Bu çalışmayı Uğur Orhan’ın geniş alanda sergilenen enstalasyon ve görüntü işi “Ay Işığında Yürürken” destekliyor. Sever’in aktardığına nazaran iki sanatçı mülkiyet kavramı üzerine yaptıkları tartışmalardan çıkarmışlar bu işleri. Çalışmalardan biri Diyarbakır’ın Sur ilçesinin kaybolan sokaklarında, başkası de mülkiyetin hudutlarında geziyor.
Şilan Doğan ve Murat Kartal ise yerin belleği üzerine koku ve ses enstalasyonu yaptılar. Kokular ve sesler, 1980’li yıllardan bu yana ulaşan ve Kolektif Yer ismiyle “hayatına devam eden” yerin belleğini günümüze taşıyor.
Hêlîn ve Murat Gök’ün çalışmaları, bir yere ilişkin olmayı ve aidiyetin yaralarına odaklanıyor. Murat Gök bir masanın üzerinde sergilediği ve birbirleriyle direkt münasebeti olmayan objelerle, tuzun değerine vurgu yapan Hêlîn ise yaraya tuz basmanın imgesiyle, ‘’Birîna To rê” (Yarana) ile çıkıyor sanat izleyicisinin karşısına.

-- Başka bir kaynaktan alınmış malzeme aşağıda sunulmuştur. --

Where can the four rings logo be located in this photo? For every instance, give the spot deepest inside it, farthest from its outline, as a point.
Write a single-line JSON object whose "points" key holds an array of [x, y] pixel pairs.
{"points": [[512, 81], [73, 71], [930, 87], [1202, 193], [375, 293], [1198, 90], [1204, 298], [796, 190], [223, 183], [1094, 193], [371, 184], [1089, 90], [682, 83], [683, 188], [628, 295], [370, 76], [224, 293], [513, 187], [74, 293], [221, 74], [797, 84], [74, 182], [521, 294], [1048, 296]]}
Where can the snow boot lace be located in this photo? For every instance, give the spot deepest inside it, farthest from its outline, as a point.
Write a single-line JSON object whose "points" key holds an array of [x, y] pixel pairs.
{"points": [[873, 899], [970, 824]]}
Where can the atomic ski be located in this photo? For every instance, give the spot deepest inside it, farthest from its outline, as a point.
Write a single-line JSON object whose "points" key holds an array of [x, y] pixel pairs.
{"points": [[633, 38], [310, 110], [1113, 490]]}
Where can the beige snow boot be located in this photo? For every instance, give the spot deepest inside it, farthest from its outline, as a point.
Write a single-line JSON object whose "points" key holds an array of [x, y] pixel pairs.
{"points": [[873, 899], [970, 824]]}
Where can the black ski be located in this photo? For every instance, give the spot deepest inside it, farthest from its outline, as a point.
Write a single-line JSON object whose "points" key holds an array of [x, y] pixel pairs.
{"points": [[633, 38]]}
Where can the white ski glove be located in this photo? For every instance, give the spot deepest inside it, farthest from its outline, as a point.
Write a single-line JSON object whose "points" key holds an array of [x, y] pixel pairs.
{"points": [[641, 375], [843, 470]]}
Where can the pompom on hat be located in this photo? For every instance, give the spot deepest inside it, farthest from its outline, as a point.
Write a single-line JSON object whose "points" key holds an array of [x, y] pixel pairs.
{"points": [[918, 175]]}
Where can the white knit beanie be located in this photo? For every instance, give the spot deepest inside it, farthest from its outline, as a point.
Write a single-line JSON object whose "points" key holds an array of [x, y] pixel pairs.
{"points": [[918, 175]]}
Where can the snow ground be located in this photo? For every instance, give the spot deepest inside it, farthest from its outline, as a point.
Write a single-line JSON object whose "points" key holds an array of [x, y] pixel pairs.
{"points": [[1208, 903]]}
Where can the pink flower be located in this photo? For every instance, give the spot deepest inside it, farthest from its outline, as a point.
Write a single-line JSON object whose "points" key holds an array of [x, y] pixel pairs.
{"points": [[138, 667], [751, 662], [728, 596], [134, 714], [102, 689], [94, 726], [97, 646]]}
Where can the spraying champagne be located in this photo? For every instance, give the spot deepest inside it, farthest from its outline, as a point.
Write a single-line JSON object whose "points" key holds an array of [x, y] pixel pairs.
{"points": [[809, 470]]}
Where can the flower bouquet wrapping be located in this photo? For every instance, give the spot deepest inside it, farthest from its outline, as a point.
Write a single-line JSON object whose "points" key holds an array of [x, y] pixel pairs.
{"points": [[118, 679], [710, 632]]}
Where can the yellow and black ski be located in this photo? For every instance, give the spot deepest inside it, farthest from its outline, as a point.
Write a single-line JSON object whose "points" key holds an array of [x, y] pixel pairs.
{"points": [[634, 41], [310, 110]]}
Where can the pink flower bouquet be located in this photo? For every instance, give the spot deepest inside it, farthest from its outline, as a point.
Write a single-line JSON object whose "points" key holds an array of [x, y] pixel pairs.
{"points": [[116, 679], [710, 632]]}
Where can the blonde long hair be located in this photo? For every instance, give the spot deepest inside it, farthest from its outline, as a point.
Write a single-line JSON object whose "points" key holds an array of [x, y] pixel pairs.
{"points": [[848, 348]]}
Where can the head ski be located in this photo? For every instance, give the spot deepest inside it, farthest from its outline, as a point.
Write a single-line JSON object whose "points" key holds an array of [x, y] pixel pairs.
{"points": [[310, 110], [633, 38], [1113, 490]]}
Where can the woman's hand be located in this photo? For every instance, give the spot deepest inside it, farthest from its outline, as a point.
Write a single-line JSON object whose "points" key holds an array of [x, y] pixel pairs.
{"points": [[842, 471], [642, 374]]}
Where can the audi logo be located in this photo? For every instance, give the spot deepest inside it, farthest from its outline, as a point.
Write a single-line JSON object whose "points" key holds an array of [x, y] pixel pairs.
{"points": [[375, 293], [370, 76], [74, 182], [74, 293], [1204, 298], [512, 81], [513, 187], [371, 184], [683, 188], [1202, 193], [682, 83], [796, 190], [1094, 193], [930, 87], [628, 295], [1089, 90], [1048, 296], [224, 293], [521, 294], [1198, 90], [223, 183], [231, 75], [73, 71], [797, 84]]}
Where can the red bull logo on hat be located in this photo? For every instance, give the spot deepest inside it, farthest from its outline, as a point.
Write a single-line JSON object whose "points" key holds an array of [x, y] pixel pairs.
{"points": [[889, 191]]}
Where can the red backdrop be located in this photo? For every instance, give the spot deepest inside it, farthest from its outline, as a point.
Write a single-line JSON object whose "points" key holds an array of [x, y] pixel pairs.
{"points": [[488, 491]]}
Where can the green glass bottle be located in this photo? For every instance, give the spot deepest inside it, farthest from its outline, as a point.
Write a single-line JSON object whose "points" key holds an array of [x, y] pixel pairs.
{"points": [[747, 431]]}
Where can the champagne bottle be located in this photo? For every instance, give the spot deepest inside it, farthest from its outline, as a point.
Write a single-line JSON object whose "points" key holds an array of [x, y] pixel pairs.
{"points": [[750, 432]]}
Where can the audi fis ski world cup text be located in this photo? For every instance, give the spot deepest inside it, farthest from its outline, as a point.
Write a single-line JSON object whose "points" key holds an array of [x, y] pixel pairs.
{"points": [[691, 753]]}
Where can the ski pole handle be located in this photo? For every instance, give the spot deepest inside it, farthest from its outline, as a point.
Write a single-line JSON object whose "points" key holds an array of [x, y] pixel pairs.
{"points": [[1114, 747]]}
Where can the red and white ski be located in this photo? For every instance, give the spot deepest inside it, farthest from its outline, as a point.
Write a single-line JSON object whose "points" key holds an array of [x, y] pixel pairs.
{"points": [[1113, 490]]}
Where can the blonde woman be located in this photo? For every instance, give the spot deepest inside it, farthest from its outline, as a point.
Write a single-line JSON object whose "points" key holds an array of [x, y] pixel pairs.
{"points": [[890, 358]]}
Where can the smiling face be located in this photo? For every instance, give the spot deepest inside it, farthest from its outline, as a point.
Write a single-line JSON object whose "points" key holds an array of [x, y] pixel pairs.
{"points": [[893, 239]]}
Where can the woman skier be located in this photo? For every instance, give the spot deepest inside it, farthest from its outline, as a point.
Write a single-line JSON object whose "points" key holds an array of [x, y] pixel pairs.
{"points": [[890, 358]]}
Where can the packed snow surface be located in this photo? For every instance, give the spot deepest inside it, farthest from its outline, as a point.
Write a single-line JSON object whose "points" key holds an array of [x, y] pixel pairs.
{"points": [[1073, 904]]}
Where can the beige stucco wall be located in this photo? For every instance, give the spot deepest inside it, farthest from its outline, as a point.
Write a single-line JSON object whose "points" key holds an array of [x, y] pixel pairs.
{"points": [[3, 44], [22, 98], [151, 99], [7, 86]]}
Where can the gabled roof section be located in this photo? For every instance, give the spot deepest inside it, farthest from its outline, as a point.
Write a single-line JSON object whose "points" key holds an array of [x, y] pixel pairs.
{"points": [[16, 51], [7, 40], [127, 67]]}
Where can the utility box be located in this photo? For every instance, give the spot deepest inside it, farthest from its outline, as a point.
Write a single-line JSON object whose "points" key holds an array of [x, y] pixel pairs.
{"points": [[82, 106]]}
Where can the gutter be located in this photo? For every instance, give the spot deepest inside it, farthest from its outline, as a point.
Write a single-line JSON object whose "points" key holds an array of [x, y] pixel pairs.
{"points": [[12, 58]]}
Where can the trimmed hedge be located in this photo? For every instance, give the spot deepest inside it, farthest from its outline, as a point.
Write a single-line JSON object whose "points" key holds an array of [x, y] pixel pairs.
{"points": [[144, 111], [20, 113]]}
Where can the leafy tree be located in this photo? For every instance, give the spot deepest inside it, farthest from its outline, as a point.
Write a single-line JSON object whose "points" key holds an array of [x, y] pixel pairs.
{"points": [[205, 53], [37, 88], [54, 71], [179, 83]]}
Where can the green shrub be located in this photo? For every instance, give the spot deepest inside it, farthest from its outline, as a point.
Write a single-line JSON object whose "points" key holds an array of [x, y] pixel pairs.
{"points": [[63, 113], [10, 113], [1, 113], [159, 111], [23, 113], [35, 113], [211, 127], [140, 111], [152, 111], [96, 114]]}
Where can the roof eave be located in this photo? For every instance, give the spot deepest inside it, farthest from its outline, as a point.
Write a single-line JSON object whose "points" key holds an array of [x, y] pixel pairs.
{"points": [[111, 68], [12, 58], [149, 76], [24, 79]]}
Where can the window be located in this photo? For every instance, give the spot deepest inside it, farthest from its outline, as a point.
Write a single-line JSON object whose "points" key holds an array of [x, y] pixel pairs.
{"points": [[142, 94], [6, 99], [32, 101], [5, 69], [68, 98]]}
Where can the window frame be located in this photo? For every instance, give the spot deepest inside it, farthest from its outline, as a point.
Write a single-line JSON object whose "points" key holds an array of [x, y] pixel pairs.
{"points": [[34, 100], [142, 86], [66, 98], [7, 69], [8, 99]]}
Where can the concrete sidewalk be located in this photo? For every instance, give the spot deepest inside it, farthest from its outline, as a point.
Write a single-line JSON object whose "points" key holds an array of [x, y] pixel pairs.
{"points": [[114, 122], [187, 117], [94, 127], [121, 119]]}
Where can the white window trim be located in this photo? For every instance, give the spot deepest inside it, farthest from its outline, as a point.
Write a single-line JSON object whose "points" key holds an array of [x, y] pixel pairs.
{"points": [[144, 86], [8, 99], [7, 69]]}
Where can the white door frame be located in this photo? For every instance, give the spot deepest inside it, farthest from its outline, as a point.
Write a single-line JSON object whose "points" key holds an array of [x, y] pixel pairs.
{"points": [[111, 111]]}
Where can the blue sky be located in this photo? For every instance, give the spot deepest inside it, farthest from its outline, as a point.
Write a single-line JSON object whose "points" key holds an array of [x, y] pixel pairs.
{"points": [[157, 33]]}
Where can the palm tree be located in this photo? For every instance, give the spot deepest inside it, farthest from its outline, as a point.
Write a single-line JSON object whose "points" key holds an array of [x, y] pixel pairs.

Standa Mardin’den katılan Canan Budak, plastik sebze-meyve kasalarıyla yerdeki işlevsizliğini, kaotik halini “Varla Yok Arasında” ismini verdiği çalışmasında gösteriyor.
Remzi Sever, “Bir Damla Habitat” enstalasyon çalışmasıyla standa katkıda bulunuyor. “Bir Damla Habitat” bir şifa bulma eforu olarak yorumlanıyor. Sever stanttaki çalışmasını, “Kendimizi, doğayı ve tüm hayatı, lakin küçük bir hayat kıvılcımı ile beslemenin ehemmiyetini vurguluyor” formunda tanım ediyor.
“Bir yer nefes alıp yaşayabilir mi?” sorusuna karşılık arayan “Yaşayan Yer Yaşayan Sergi”, Kültür İçin Alan’ın takviyesi ile açıldı. Stant, 31 Aralık’a kadar açık olacak.